The 5-4 ruling, penned by Justice Kennedy and joined by Justices Ginsburg, Breyer, Sotomayor, and Kagan, is another in a series of blows against the death the penalty. Justice Alito wrote the dissent, joined by Chief Justice Roberts and Justices Scalia and Thomas.
The case tested Florida's use of a rigid cut-off to determine intellectual capacity for the purpose of administering the death penalty. The Court previously ruled in Atkins v. Virginia (2002) that the Eighth Amendment bars the use of the death penalty for persons with intellectual disabilities. Florida defined intellectual disability with reference to an IQ score of 70 or less. That meant that a defendant with an IQ score above 70 (including the defendant in this case) couldn't introduce further evidence of intellectual disability.
The Court held that this violated the Eighth Amendment's ban on cruel and unusual punishment. It said that Florida's statute could be read to comply with the standard medical definition of intellectual disability (by including consideration of the standard error of measurement in the IQ test), but that the state instead applied it in a rigid way, foreclosing additional evidence of intellectual disability when a defendant has an IQ test above 70. That, the Court said, "disregards established medical practice in two interrelated ways": it takes the IQ score as "final and conclusive evidence of a defendant's intellectual capacity, when experts in the field would consider other evidence"; and it disregards the standard error of measurement in an IQ test. (The standard error of measurement, or SEM, reflects the inherent imprecision in the IQ test and the resulting possible variation in results. It means that an IQ test score really reflects a range of results, not a single number.)

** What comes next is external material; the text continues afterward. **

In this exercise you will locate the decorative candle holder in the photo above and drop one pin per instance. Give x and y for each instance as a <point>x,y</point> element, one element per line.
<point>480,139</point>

The Court said that a "significant majority of States implement the protection of Atkins by taking the SEM into account." "The rejection of the strict 70 cutoff in the vast majority of States and the 'consistency in the trend' toward recognizing the SEM provide strong evidence of consensus that our society does not regard this strict cutoff as proper or humane."
The ruling is just the latest blow to the death penalty. It means that states can't use a rigid IQ cutoff to determine intellectual disability under Atkins; instead, they have to consider the SEM and other evidence of intellectual disability, consistent with the standard medical approach of measuring intellectual disability.